What Did China Do to Crypto?
So what did China do to crypto? Well, first, the Chinese government banned crypto transactions, and banks aren’t allowed to process them. Second, the Chinese government has halted the development of crypto infrastructure, which means banks aren’t able to process the transactions. Lastly, the Chinese leadership has expressed apprehension about competition and losing control, so they’ve been cracking down on crypto infrastructure.
Chinese cryptocurrency miners are moving overseas
As more investors in virtual currencies look to the United States to power their mining operations, Chinese cryptocurrency miners are moving overseas. According to a report by IHS Markit, China’s crackdown on cryptocurrency mining has displaced roughly 25% of the world’s hash power. The countries affected by the crackdown include Central Asia, Latin America, and Europe. Chinese cryptocurrency miners are also moving to the United States because the country’s business and political climate is more crypto-friendly than in China.
While this may sound like a good idea, the fact is that it will take months for the mining farms to be relocated to the United States. In addition, moving the machines to North America will cost US$10 per terahash of processing power. The abrupt closure of Chinese cryptocurrency mining operations is part of a crackdown on cryptocurrencies by the Chinese government. The government considers cryptocurrencies a threat to financial stability. Since 2017, the Chinese government has been cracking down on bitcoin miners, which run large computer banks and consume vast amounts of electricity.
Chinese financial institutions are cut off from providing support to crypto-related businesses
A recent diktat issued by the People’s Bank of China (PBOC) aims to clamp down on cryptocurrency-related businesses. This comes in the wake of a crackdown by the government on crypto mining in Sichuan, the world’s largest hydro-powered bitcoin mining area. China also rocked the crypto markets last month by repeating its long-held ban on mining and trading cryptocurrencies.
China recently ordered banks and payment platforms to stop providing support to crypto-related businesses. The ban came after the government banned its citizens from working for crypto-related firms. The ban resulted in a steep decline in the price of bitcoin, a major digital currency. Chinese miners will rebase their electricity-guzzling servers overseas to avoid the ban. Chinese startups linked to the trade are also shifting their operations overseas.
Chinese government wants to maintain social stability and national security
The CCP is a communist party that has held sway over China since 1949. The CCP was founded on Marxism-Leninism principles. Tensions between the CCP and the Kuomintang (KMT) eventually erupted into a civil war in 1949. The Communist Party won the war and the modern Chinese state is still governed by a Leninist system, similar to those of North Korea, Laos, and Cuba.
However, the government is concerned about the impact of these digital currency companies, which are considered critical for driving China’s goals and strengthening the Party’s power base. Because of these concerns, the Chinese government is cracking down on internet companies, requiring the government to evaluate the companies’ data security procedures. Meanwhile, the Chinese government is also blaming the booming internet economy for widening social disparities and addressing their discontented populace.
Bitcoin’s scarcity makes it vulnerable to a speculative bubble
A large part of Bitcoin’s price volatility can be attributed to its lack of liquidity. This makes it vulnerable to speculative bubbles, which can lead to a dramatic price rise. Despite the lack of liquidity, the Bitcoin market is relatively easy to manipulate. Bouoiyour and Selmi highlight the role of speculation as a primary driver of Bitcoin price movements.
Several experts have compared the popularity of Bitcoin to the Dutch tulip craze in the seventeenth century. The Bank of England’s Andrew Bailey has warned against investing in cryptocurrencies, while Nobel laureate Nouriel Roubini has described the technology behind Bitcoin as “the mother of all scams.”

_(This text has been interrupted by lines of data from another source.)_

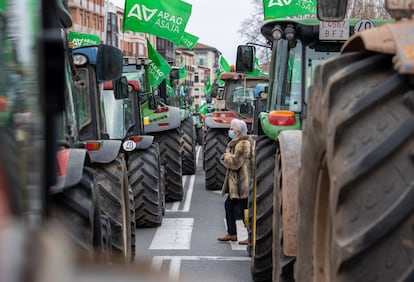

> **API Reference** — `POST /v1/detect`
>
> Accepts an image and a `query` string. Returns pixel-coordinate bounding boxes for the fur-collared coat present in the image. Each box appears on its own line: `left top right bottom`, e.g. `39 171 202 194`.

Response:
220 134 252 199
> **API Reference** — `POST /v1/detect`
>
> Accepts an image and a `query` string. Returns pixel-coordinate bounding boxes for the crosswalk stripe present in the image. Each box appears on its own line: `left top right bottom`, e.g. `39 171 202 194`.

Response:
149 218 194 250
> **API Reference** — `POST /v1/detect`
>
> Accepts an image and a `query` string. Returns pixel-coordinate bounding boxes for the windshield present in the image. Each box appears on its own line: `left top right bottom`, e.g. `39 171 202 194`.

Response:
225 80 267 118
72 68 92 129
101 90 135 139
270 40 339 113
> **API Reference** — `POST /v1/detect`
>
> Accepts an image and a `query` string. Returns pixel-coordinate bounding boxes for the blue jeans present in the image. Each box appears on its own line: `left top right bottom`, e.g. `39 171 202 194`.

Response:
224 196 247 235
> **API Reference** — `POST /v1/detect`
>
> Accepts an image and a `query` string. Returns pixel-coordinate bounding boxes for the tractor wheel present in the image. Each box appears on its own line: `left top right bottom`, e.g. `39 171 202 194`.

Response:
94 155 135 261
272 150 295 282
295 52 414 282
196 127 203 146
249 136 276 281
180 117 196 175
50 167 101 256
204 128 228 190
154 128 184 202
127 143 163 227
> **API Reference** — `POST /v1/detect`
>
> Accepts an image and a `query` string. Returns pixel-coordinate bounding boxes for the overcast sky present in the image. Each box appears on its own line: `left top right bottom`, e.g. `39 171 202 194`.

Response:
109 0 253 64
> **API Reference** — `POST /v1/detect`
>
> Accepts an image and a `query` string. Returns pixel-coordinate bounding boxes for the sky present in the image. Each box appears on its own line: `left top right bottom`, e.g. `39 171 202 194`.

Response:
109 0 254 64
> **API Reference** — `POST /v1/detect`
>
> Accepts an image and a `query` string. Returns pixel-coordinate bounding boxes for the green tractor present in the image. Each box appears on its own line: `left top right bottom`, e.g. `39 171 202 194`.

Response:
72 44 135 261
295 0 414 282
236 18 385 281
123 57 195 201
203 70 269 190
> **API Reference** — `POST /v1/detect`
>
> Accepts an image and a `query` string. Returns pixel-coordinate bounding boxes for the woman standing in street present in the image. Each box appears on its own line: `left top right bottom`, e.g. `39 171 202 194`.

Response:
217 119 252 245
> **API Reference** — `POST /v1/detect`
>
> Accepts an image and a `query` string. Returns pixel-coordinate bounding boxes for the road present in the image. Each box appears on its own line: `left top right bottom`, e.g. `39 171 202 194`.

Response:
136 146 253 282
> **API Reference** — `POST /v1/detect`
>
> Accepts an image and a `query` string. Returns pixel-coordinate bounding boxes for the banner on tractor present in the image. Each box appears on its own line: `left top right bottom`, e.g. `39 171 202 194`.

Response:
216 56 230 86
263 0 316 20
178 56 187 79
178 31 198 50
123 0 192 46
147 38 171 88
69 31 101 47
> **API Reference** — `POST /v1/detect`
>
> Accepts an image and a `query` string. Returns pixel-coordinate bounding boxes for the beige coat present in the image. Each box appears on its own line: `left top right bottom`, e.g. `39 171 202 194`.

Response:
220 135 252 199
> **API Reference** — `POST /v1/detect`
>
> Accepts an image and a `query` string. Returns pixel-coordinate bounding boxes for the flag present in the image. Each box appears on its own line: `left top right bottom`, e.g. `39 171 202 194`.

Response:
147 38 171 88
178 31 198 50
69 31 101 47
123 0 192 45
216 56 230 86
178 56 187 79
263 0 316 20
204 76 211 96
246 57 269 77
165 76 174 97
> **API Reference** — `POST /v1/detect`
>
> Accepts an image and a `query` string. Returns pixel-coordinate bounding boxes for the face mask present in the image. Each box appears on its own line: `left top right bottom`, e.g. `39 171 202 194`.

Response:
229 129 236 139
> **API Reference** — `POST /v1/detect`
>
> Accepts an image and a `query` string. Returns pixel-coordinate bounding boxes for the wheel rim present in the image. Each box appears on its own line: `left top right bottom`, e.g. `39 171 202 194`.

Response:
312 159 336 281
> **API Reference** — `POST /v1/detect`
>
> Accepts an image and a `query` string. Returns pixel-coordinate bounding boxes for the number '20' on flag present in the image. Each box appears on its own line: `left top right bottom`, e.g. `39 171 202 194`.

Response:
263 0 317 20
147 38 171 88
123 0 192 46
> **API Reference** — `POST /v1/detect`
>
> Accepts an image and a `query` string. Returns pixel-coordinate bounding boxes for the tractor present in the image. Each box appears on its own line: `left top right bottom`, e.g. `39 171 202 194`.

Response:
123 57 194 201
295 0 414 281
203 72 269 190
101 77 165 227
71 44 135 261
236 18 392 281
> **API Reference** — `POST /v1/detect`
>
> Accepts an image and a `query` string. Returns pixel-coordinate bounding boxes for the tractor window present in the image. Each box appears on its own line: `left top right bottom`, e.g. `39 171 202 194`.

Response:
225 81 257 118
72 68 92 130
101 90 135 139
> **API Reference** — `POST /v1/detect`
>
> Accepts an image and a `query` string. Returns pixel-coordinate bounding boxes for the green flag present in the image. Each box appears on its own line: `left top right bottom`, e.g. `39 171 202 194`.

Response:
147 38 171 88
263 0 316 20
178 31 198 50
123 0 192 45
204 76 211 96
246 57 269 77
165 76 174 97
216 56 230 86
178 56 187 79
69 31 101 47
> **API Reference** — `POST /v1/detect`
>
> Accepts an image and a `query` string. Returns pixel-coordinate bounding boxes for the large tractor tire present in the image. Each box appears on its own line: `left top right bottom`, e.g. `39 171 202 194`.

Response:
154 128 184 202
50 167 105 257
295 52 414 282
94 155 135 262
272 149 295 282
203 128 229 190
180 117 197 175
248 136 276 281
127 143 163 227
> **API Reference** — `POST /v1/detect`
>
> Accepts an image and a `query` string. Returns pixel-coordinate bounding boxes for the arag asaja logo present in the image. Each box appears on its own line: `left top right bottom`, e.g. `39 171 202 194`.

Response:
267 0 292 8
128 4 184 34
128 4 157 22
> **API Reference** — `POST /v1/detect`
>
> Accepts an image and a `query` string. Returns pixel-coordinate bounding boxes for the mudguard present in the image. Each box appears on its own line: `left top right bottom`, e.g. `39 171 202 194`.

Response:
50 149 87 194
144 107 181 133
278 130 302 256
88 140 122 164
342 20 414 74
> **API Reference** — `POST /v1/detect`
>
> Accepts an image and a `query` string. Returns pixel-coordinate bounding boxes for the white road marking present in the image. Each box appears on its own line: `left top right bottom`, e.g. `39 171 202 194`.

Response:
149 218 194 250
165 146 201 212
224 219 249 251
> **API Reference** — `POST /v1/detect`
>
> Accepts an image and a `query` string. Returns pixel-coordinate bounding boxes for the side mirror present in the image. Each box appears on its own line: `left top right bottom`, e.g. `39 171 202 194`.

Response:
236 45 256 73
317 0 348 22
96 44 123 81
148 95 157 110
112 76 128 99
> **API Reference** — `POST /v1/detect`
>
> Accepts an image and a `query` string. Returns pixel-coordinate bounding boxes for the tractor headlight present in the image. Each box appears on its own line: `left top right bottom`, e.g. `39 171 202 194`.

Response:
73 54 88 67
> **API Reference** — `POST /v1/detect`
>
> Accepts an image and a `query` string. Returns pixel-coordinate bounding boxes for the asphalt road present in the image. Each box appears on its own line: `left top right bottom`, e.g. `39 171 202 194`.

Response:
136 147 253 282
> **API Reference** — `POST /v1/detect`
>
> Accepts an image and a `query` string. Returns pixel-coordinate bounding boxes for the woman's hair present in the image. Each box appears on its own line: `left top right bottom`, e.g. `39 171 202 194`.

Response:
230 118 247 134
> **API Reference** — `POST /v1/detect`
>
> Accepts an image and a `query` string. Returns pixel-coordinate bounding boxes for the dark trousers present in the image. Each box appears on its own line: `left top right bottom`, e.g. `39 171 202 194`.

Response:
224 197 247 235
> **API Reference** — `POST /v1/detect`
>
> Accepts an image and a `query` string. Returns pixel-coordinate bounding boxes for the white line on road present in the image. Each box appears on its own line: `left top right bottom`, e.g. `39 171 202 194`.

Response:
149 218 194 250
165 146 201 212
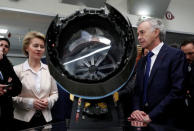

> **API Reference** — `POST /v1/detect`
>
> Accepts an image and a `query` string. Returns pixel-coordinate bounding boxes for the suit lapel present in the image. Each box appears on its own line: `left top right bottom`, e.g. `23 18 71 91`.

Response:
148 44 167 85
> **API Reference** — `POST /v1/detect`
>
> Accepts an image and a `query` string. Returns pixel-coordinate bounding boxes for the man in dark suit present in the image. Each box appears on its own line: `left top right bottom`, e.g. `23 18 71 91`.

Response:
128 18 185 124
181 40 194 123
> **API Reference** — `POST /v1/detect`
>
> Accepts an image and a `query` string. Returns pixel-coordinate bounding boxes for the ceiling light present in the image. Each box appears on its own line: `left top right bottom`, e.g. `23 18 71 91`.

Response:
0 29 8 34
138 10 150 16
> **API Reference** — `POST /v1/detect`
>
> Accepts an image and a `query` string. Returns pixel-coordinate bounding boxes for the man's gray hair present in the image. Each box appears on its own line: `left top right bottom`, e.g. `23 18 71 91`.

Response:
137 18 166 41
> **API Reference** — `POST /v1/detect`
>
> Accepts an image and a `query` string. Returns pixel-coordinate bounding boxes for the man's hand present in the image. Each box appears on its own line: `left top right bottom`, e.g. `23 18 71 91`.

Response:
34 99 48 110
0 47 3 60
0 84 8 96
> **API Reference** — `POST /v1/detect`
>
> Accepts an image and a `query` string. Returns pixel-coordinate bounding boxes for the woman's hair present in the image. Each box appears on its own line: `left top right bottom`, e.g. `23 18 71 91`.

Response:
22 31 45 56
137 18 166 41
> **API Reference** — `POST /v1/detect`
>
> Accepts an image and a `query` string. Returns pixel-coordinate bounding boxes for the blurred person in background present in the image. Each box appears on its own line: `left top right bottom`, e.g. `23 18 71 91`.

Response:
0 38 22 131
13 31 58 130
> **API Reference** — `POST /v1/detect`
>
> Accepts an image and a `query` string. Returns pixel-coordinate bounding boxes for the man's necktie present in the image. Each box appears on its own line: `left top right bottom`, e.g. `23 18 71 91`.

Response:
143 51 154 105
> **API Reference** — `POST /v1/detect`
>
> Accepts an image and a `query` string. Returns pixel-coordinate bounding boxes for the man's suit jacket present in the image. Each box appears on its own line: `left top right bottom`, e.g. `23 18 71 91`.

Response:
13 64 58 122
0 55 22 130
132 44 185 120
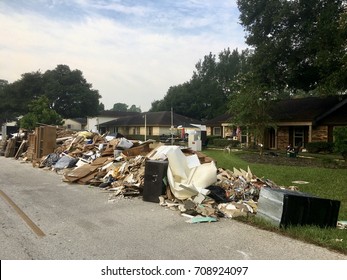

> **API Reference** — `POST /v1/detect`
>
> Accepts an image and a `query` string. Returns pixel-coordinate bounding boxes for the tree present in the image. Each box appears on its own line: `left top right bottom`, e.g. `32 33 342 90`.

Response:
43 65 101 118
19 96 63 130
150 49 248 120
229 71 273 154
237 0 347 94
0 65 101 118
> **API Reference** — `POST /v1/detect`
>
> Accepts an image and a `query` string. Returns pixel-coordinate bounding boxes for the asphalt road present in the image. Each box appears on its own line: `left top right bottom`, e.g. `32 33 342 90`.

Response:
0 157 347 260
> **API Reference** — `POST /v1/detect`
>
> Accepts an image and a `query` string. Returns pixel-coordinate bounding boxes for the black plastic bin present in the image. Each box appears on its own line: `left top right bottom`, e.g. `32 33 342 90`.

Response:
143 160 168 203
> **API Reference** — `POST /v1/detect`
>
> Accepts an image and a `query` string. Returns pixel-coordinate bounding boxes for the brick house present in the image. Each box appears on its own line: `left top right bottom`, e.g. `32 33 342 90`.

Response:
206 95 347 150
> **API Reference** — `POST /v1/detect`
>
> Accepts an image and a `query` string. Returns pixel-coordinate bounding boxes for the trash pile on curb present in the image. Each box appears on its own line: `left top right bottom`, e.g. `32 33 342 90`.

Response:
0 127 342 226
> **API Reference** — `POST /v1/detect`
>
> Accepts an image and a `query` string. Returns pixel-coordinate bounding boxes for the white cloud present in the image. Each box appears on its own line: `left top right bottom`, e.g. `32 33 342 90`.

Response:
0 0 245 110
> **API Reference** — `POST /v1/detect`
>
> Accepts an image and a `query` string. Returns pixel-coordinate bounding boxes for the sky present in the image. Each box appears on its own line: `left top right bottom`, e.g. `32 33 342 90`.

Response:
0 0 247 112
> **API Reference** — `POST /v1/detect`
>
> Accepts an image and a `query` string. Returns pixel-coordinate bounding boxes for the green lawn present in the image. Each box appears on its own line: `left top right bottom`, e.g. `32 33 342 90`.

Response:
203 149 347 254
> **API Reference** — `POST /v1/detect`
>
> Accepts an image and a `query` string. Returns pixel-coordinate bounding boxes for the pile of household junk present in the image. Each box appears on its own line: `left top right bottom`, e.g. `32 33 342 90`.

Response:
12 131 302 223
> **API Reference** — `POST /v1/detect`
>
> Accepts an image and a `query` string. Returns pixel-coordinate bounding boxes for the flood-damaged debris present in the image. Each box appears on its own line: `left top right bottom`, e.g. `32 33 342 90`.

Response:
337 221 347 229
2 126 346 228
257 188 340 227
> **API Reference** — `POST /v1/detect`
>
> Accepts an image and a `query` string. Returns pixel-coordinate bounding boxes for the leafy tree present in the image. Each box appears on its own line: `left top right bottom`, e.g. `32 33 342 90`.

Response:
19 96 63 130
43 65 101 118
0 65 101 118
229 71 273 154
150 49 248 120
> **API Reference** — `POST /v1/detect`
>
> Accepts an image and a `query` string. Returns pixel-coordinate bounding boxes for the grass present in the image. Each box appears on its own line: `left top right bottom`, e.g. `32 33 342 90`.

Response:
203 149 347 254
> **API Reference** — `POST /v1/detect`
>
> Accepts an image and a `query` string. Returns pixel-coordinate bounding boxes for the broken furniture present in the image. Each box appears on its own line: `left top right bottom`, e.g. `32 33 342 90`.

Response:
166 146 217 200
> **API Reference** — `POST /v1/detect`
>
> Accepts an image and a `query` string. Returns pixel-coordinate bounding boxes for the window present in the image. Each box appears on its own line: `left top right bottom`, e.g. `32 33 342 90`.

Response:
213 127 222 136
293 127 305 147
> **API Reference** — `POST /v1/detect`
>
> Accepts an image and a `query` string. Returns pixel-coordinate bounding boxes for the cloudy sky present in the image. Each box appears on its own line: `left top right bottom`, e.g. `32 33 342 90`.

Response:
0 0 246 111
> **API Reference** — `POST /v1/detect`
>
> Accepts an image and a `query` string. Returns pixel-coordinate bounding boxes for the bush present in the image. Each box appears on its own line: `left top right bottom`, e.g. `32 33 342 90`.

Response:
306 142 334 154
334 126 347 161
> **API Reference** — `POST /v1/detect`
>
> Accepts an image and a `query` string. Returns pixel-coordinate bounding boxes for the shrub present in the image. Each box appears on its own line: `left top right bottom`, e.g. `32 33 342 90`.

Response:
306 142 334 153
334 126 347 161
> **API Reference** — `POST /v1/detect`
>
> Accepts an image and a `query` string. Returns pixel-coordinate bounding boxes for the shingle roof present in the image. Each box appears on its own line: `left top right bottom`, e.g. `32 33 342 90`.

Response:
100 111 201 127
205 95 347 126
99 110 141 118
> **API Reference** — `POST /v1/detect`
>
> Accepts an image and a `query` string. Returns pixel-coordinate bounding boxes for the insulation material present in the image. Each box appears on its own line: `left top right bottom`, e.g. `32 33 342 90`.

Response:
167 147 217 200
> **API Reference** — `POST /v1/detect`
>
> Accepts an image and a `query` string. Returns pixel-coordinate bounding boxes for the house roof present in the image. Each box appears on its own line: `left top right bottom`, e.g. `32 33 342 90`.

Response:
206 95 347 126
99 110 141 118
100 111 201 127
205 113 232 126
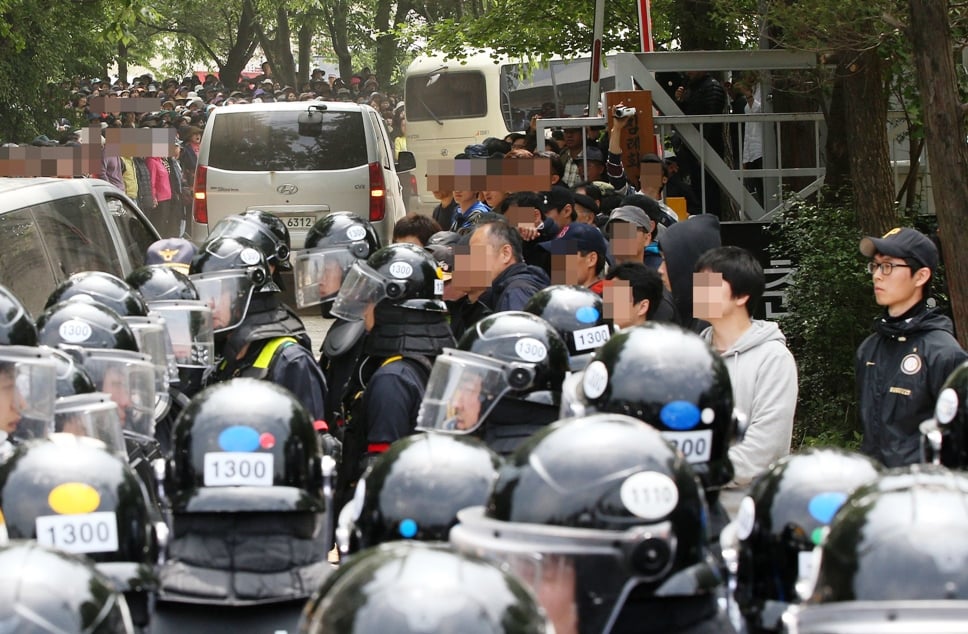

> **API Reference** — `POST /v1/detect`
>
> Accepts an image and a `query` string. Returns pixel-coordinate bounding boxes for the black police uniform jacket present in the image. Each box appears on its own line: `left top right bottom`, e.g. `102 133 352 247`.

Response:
212 293 326 420
856 303 968 467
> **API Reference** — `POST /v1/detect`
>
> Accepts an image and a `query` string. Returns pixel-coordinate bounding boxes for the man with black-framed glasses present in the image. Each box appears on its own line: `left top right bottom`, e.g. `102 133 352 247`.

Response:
856 228 968 467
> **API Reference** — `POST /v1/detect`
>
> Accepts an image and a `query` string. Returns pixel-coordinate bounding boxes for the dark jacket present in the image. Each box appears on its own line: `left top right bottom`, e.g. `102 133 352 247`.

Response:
659 214 722 333
856 303 968 467
214 293 326 420
477 262 551 313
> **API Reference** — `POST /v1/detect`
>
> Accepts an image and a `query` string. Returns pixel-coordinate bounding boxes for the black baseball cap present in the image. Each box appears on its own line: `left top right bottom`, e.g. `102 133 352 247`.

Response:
860 227 938 271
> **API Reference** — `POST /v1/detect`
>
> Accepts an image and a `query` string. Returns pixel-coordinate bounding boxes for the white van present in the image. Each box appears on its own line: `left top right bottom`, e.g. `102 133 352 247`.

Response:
191 101 414 249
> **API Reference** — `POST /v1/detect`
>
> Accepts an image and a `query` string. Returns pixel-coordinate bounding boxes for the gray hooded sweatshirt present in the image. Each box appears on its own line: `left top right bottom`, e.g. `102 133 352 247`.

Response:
702 319 797 487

Bitcoin’s price plummeted after collapse of megadeveloper
The collapse of a construction giant in China has led to a massive selloff in cryptocurrencies. Bitcoin fell about 5.7 percent Tuesday as more people and institutions sold off their digital assets. Many compared the collapse to the 2008 financial crisis. The collapse of Evergrande has also caused investors to reduce their exposure to risk in the market. Despite the price drop, however, there are positive signs.
The fall in bitcoin and other cryptocurrencies was also fueled by a joint statement from ten government agencies that denounced the digital currencies as a potential threat to citizens’ wealth and facilitation of illegal activities. Bitcoin reportedly plunged 8% on the news. It recovered slightly later in the day, though lesser-known cryptocurrencies suffered even more. The underlying issue with Bitcoin has been the lack of regulation.